# 2016 Chevy Cruze Oil drain hole



## TheRealHip (Sep 1, 2014)

The threads are stripped out of the pan............


----------



## Thebigzeus (Dec 2, 2018)

Probably a new oil pan to be honest.


----------



## plano-doug (Jul 1, 2015)

Thebigzeus said:


> Probably a new oil pan to be honest.


One thought for avoiding that is to try and repair the threads. This video briefly highlights a repair product (from Timesert) and quickly shows its use. I'm sure, if you poke around, there are longer videos with more details. The key here is that they drilled and retapped the hole bigger, then put an insert in it.

A shop can probably do this repair for much less than a new oil pan installed.

There may be other products out there. For example, here's one that uses an oversized (15mm) plug.
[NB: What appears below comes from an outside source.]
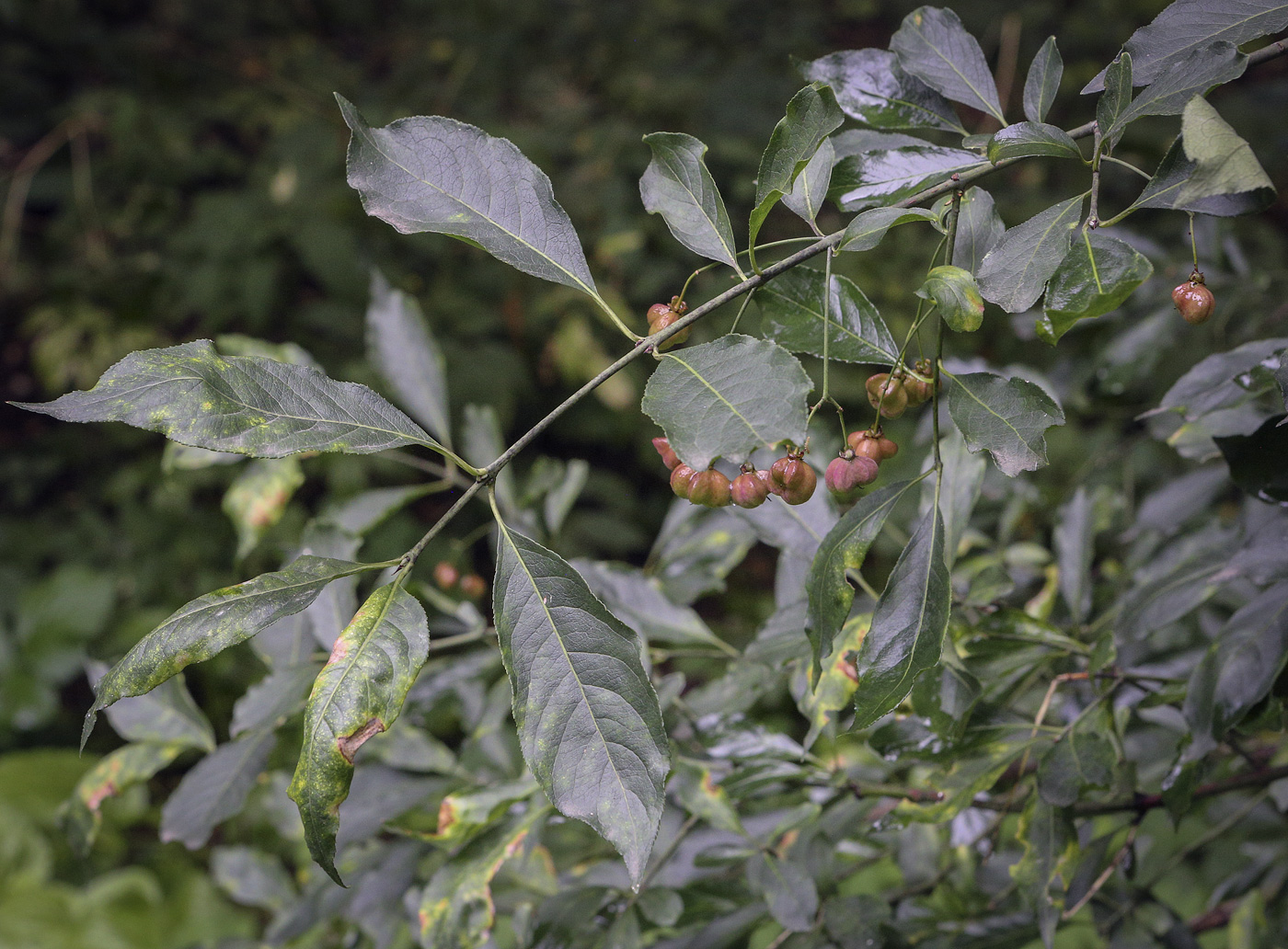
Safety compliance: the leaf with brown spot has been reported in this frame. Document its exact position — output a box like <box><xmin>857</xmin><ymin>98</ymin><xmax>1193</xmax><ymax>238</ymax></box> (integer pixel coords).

And stay away from the last place that changed your oil.

Doug

.


----------



## AutumnCruzeRS (Sep 10, 2012)

Its called a heli coil. Try a heli coil repair kit


----------



## lolJESSElol (May 9, 2020)

Quick update: Alright so I've read and looked into the three suggestions I've received. I took out the heli coil. I wanted to try and put a new one in place but after removing the coil I noticed the thread is totally stripped. So moving up the latter I'm gonna try and tap in a new thread, and if all hope is lost I'll get a new oil pan..


----------